Leftist Tree initialization in O(n) time

Question

In the book Handbook of Data Structures and Applications, section 5.2.5, (copy of the relevant section available here) about leftist queues, the author(s) state the following:

For the complexity analysis of of the initialization operation, assume, for simplicity, that n is a power of 2. The first n/2 melds involve max HBLTs with one element each, the next n/4 melds involve max HBLTs with two elements each; the next n/8 melds are with trees that have four elements each; and so on.
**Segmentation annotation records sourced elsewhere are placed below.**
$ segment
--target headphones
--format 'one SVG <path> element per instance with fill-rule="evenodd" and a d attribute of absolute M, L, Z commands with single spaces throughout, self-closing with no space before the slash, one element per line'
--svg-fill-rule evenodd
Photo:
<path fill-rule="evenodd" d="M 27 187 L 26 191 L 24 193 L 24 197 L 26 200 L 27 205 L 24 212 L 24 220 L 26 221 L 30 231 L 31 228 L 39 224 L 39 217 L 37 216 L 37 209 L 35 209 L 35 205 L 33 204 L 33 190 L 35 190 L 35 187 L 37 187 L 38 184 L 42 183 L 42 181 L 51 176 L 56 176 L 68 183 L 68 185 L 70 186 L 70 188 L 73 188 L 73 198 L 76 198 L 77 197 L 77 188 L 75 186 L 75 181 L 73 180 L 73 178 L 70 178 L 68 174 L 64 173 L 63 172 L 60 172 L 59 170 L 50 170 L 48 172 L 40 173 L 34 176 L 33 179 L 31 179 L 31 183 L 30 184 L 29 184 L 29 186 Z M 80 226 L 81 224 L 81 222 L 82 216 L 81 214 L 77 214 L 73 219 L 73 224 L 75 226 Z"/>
The time needed to meld two leftist trees with 2 i elements each is $\mathcal{O}$(i + 1), and so the total time for the initialization is $$\mathcal{O}(n/2 + 2 (n/4) + 3(n/8) + \ldots) = \mathcal{O}(n\sum \frac{i}{2^i}) = \mathcal{O}(n)$$

However, it seems to me that the summation iterates from i = 0 to $\log(n)$: $\sum_{i=0}^{\log(n)}$. This means it varies based on n, which in turn means the algorithm doesn't achieve $\mathcal{O}$(n) time as claimed but instead $\mathcal{O}(n \sum_{i=0}^{\log(n)} \frac{i}{2^i})$ time.
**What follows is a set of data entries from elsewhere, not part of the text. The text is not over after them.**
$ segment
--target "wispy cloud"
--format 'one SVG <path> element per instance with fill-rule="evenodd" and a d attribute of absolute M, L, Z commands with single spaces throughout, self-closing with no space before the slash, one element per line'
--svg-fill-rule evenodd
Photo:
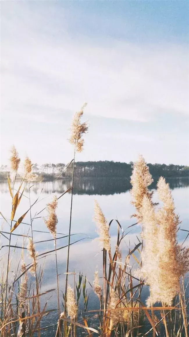
<path fill-rule="evenodd" d="M 41 3 L 39 11 L 33 4 L 12 3 L 2 6 L 5 123 L 16 116 L 21 123 L 61 123 L 66 115 L 65 126 L 86 101 L 89 116 L 154 126 L 165 114 L 187 116 L 184 43 L 134 43 L 107 36 L 103 45 L 89 38 L 87 26 L 84 35 L 71 31 L 69 11 L 58 3 Z"/>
Am I misunderstanding something? I've found other explanations online stating $\mathcal{O}$(n) time for this sort of mass initialization is possible, but this is the only proof I've found so far.

Answer 1

The succession $a_i = 2^{-i}i$ is absolutely convergent.

In more elementary terms:

$$ \frac{n}{2} \le \sum_{i=1}^{\log n} \frac{ni}{2^i} \le n\sum_{i=1}^{\infty} \frac{i}{2^i} = n\sum_{j=1}^{\infty} \left( \frac{1}{2^j}\sum_{i=1}^{\infty} \frac{1}{2^i} \right) = 2n $$